Congress should not accept President Barack Obama's claim that U.S....

Congress should not accept President Barack Obama's claim that U.S. efforts against Libya don't fall under the War Powers Act. Credit: Bloomberg News File

President Barack Obama tried hard Wednesday to make the case that he doesn't need congressional approval to continue the air war in Libya because it's not the kind of hostilities covered by the War Powers Act. He tried and failed.

However he parses the definition of hostilities, the intent of Congress reflected in the act is clear. A president can commit the U.S. military to a fight, but after 60 days he needs the permission of Congress to continue. It's a pragmatic arrangement that gives a president the latitude to respond to fast-moving events while honoring the Constitution, which gives Congress alone the power to declare war. If Obama is allowed to blow a hole in the law for Libya, there will be almost no limit to a president's power to wage war.

Congress has been uncharacteristically aggressive and bipartisan in insisting that Obama follow the letter of the law in Libya. That restiveness is a reflection of the public's growing war fatigue.
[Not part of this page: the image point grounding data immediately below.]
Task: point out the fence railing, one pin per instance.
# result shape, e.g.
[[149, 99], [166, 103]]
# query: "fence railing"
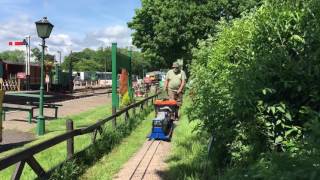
[[27, 155]]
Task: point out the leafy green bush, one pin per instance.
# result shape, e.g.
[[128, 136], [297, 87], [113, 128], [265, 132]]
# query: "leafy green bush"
[[256, 83]]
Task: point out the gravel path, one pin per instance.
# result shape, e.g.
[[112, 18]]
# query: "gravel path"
[[147, 163]]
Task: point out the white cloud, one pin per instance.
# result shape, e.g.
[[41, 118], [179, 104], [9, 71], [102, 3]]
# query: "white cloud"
[[16, 29]]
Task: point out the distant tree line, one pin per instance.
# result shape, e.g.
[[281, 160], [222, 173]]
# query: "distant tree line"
[[20, 56], [100, 60]]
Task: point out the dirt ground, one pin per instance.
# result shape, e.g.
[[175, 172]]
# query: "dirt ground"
[[16, 129]]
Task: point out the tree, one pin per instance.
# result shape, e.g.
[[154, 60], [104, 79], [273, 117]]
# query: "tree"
[[14, 56], [36, 53], [168, 30], [100, 60]]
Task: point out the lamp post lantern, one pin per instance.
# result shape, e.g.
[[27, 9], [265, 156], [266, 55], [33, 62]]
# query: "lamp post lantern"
[[44, 28]]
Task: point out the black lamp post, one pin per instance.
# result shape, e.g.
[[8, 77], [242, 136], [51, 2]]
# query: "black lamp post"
[[44, 28]]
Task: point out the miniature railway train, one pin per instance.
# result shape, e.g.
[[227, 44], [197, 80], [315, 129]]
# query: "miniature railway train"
[[162, 125]]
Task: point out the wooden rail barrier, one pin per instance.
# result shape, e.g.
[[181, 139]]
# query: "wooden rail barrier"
[[27, 155]]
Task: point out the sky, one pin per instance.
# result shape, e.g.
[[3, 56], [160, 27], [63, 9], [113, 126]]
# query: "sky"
[[78, 24]]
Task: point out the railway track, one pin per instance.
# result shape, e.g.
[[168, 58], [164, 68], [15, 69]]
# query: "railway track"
[[142, 167]]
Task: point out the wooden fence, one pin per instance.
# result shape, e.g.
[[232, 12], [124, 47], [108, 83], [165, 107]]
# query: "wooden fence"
[[27, 155]]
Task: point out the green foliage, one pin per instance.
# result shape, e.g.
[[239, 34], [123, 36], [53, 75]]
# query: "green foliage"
[[14, 56], [255, 84], [168, 30], [125, 100], [100, 60], [111, 138], [36, 53]]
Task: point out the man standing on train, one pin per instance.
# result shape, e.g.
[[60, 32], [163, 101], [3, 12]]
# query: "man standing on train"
[[175, 83]]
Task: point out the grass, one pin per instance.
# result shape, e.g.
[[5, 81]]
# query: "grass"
[[57, 154], [111, 163]]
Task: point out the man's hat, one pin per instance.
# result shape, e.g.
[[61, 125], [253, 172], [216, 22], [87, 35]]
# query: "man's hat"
[[175, 64]]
A decade after 9/11, there are serious questions about the wisdom of war on so many fronts around the globe. Terrorism is still a threat, and the nation must remain vigilant. But Osama bin Laden is dead and al-Qaida -- which has taken lately to announcing executive successions on its website and producing an online magazine -- isn't the fearsome force it once was.
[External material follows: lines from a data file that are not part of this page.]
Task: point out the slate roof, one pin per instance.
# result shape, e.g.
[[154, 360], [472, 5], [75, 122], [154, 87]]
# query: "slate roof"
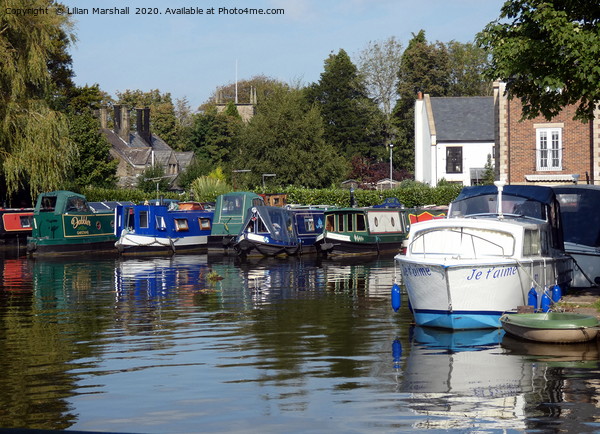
[[463, 119], [138, 153]]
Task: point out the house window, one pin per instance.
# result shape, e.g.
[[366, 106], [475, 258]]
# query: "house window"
[[454, 159], [548, 148]]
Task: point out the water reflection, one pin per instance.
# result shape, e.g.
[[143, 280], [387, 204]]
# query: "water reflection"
[[456, 378], [463, 379], [170, 344]]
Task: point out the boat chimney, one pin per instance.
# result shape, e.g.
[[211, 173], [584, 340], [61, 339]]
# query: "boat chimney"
[[500, 186]]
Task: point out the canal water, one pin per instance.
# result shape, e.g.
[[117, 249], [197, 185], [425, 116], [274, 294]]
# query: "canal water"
[[198, 343]]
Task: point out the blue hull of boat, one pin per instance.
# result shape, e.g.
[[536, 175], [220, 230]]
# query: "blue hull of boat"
[[458, 320]]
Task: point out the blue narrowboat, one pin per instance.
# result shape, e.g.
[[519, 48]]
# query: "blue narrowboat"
[[162, 228]]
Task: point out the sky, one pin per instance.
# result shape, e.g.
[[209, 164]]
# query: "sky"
[[191, 55]]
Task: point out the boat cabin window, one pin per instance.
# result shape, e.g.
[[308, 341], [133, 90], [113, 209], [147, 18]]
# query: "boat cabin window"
[[309, 224], [130, 218], [160, 223], [181, 225], [77, 204], [204, 224], [360, 223], [48, 204], [232, 205], [25, 221], [532, 243], [143, 219], [341, 223]]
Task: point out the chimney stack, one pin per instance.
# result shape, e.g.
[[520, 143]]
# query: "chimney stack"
[[117, 119], [125, 125], [103, 117], [143, 124]]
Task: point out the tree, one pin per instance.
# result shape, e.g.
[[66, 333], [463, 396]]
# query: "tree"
[[424, 67], [547, 52], [489, 175], [34, 142], [378, 64], [214, 135], [468, 62], [286, 137], [352, 121], [439, 69], [95, 166]]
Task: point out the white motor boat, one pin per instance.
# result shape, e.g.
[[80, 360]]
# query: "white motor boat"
[[498, 243]]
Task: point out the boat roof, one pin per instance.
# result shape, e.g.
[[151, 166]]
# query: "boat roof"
[[579, 206], [490, 222], [533, 192]]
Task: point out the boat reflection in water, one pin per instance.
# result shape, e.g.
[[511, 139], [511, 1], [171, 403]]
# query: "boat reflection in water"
[[460, 378], [474, 378]]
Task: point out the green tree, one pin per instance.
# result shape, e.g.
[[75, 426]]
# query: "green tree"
[[353, 122], [489, 175], [34, 143], [214, 135], [547, 52], [286, 137], [468, 62], [424, 67], [439, 69], [378, 64]]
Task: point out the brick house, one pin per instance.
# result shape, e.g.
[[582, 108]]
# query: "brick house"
[[139, 149], [453, 138], [544, 152]]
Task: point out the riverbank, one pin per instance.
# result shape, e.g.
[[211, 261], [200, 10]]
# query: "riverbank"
[[582, 300]]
With U.S. troops being withdrawn from Iraq, and Obama expected to announce in the next few weeks how many of the 100,000 U.S. troops in Afghanistan he will withdraw in July, the time is right for a national dialogue on the future of the nation's wars -- including the conflict in Libya.
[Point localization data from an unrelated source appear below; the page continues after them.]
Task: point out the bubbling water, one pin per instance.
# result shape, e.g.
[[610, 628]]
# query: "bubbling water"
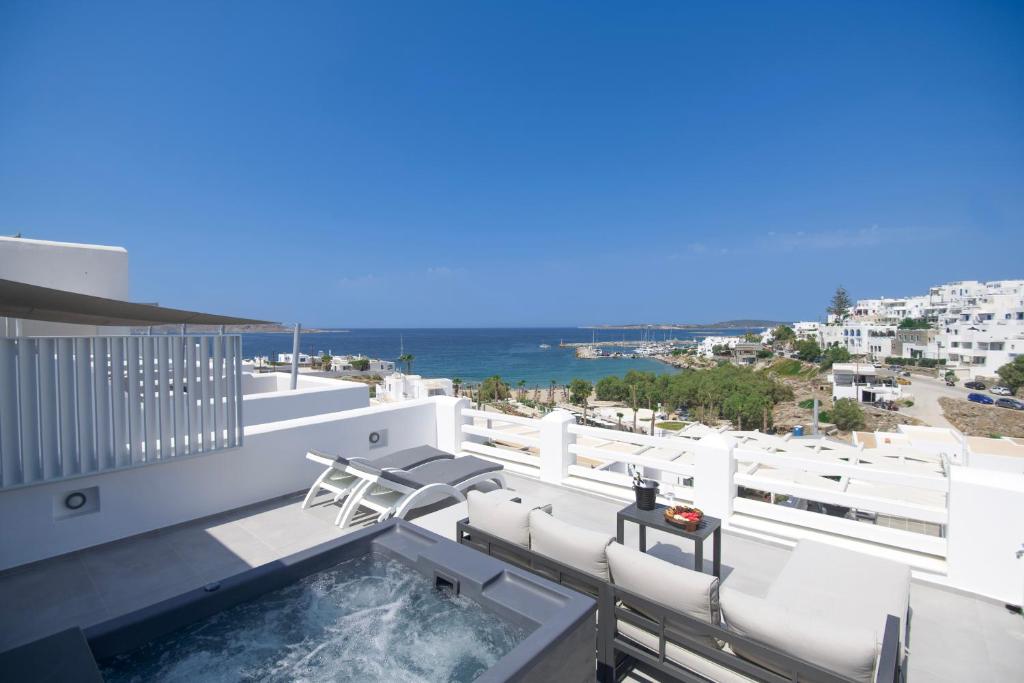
[[368, 619]]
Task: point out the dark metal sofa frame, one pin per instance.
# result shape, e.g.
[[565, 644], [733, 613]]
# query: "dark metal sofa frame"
[[616, 654]]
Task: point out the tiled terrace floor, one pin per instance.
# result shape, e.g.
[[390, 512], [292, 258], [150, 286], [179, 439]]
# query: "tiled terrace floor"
[[953, 637]]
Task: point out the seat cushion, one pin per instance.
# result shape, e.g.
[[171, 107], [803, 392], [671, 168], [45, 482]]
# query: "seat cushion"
[[829, 643], [828, 583], [680, 655], [499, 516], [452, 472], [690, 593], [579, 548]]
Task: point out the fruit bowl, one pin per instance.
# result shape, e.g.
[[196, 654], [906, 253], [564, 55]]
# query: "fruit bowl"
[[683, 516]]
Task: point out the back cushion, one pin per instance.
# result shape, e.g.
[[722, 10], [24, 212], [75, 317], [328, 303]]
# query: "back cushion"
[[691, 593], [506, 519], [846, 650], [570, 545]]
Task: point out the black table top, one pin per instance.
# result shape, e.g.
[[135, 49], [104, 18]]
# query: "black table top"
[[655, 519]]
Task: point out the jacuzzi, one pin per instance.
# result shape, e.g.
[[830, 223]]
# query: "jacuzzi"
[[390, 602]]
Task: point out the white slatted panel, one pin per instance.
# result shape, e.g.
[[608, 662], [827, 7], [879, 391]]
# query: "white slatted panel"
[[67, 415], [150, 410], [10, 442], [177, 379], [72, 407], [84, 406], [194, 395], [102, 398], [49, 425], [136, 429], [119, 403], [28, 377], [206, 393], [230, 370]]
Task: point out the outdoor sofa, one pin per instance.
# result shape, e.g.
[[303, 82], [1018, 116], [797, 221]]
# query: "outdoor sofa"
[[832, 615]]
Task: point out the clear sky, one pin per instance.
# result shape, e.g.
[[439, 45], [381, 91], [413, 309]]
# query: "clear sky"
[[486, 164]]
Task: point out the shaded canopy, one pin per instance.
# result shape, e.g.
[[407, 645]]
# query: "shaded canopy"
[[32, 302]]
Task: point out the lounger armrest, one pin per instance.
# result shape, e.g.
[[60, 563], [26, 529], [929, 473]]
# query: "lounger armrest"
[[889, 657]]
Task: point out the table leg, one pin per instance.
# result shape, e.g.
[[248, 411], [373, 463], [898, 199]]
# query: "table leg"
[[717, 566]]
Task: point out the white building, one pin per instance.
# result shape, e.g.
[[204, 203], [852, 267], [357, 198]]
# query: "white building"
[[398, 386], [376, 367], [861, 383]]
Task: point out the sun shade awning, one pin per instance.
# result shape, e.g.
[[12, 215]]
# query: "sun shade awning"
[[42, 303]]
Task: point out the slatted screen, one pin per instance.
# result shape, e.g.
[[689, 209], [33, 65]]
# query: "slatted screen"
[[85, 404]]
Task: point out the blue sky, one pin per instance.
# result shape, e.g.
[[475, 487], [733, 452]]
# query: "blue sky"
[[463, 164]]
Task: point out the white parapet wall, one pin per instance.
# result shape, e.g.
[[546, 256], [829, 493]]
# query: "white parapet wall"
[[268, 398], [270, 463]]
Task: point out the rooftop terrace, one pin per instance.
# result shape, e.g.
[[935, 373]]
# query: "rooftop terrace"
[[954, 636]]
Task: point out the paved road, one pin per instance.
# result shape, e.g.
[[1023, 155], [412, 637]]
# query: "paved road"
[[926, 392]]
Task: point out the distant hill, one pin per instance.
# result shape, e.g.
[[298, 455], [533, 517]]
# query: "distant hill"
[[724, 325]]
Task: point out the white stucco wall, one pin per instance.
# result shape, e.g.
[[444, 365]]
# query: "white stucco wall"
[[270, 463], [91, 269]]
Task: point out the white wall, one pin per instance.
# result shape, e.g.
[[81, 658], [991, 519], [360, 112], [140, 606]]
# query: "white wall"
[[270, 463], [986, 528], [84, 268], [314, 395]]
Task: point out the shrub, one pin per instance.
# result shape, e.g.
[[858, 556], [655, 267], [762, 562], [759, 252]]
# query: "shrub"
[[846, 415]]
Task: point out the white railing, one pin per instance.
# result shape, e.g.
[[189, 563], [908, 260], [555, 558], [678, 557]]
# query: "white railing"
[[772, 473], [524, 447], [668, 468], [77, 406]]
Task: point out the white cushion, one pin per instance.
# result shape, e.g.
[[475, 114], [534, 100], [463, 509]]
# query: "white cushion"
[[501, 517], [847, 650], [690, 593], [569, 545]]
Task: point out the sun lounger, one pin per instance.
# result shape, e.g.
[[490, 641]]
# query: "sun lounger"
[[340, 477], [393, 493]]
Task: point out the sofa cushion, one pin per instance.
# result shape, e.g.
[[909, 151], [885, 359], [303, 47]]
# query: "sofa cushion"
[[690, 593], [579, 548], [832, 644], [499, 516], [824, 582]]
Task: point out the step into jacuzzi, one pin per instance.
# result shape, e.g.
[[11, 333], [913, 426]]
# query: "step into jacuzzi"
[[391, 602]]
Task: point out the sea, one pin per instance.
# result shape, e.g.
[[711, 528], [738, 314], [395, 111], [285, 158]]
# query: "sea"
[[473, 354]]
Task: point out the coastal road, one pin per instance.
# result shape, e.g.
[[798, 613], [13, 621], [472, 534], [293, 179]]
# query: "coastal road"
[[926, 392]]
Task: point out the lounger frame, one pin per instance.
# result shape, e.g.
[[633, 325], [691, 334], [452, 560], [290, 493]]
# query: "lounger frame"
[[616, 654]]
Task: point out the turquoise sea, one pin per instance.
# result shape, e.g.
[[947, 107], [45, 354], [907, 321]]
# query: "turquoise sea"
[[475, 353]]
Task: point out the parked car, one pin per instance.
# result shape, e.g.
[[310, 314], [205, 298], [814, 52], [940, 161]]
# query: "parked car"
[[1010, 402]]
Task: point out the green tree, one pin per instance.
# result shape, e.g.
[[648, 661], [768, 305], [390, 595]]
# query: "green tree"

NATO recently extended until Sept. 27 the air war and no-fly zone it initiated in March to protect Libyan civilians. So a mission that was supposed to be quick and limited shows signs of morphing into something more, a protracted civil war with NATO holding out for the ouster of Libyan dictator Moammar Gadhafi.

Looking to continue the fight without congressional approval, Obama insisted in a 32-page report to Congress that the Libya campaign is not the sort of hostilities envisioned by the War Powers Act. He argues that there are no U.S. ground troops in Libya, U.S. forces are not in harm's way and have not been directly involved in hostilities since NATO took over in April. That's when the U.S. moved into a support role that involves no active exchanges of fire with hostile troops. But the U.S. is hitting targets in Libya with missiles from unmanned drone aircraft.

The War Powers Act doesn't define hostilities. And the Supreme Court has never ruled on the issue. Ten members of Congress sued Wednesday, asking a judge to order Obama to pull the United States out of the operation. But the courts have historically declined to decide "political questions," leaving issues such as war to the other branches.

There is no ambiguity here. There is a shooting war going on in Libya. NATO, including the United States, is firing missiles into that nation, destroying government facilities and killing people to protect and assist one side in the conflict. That's a war, and Obama needs the approval of Congress to keep fighting it.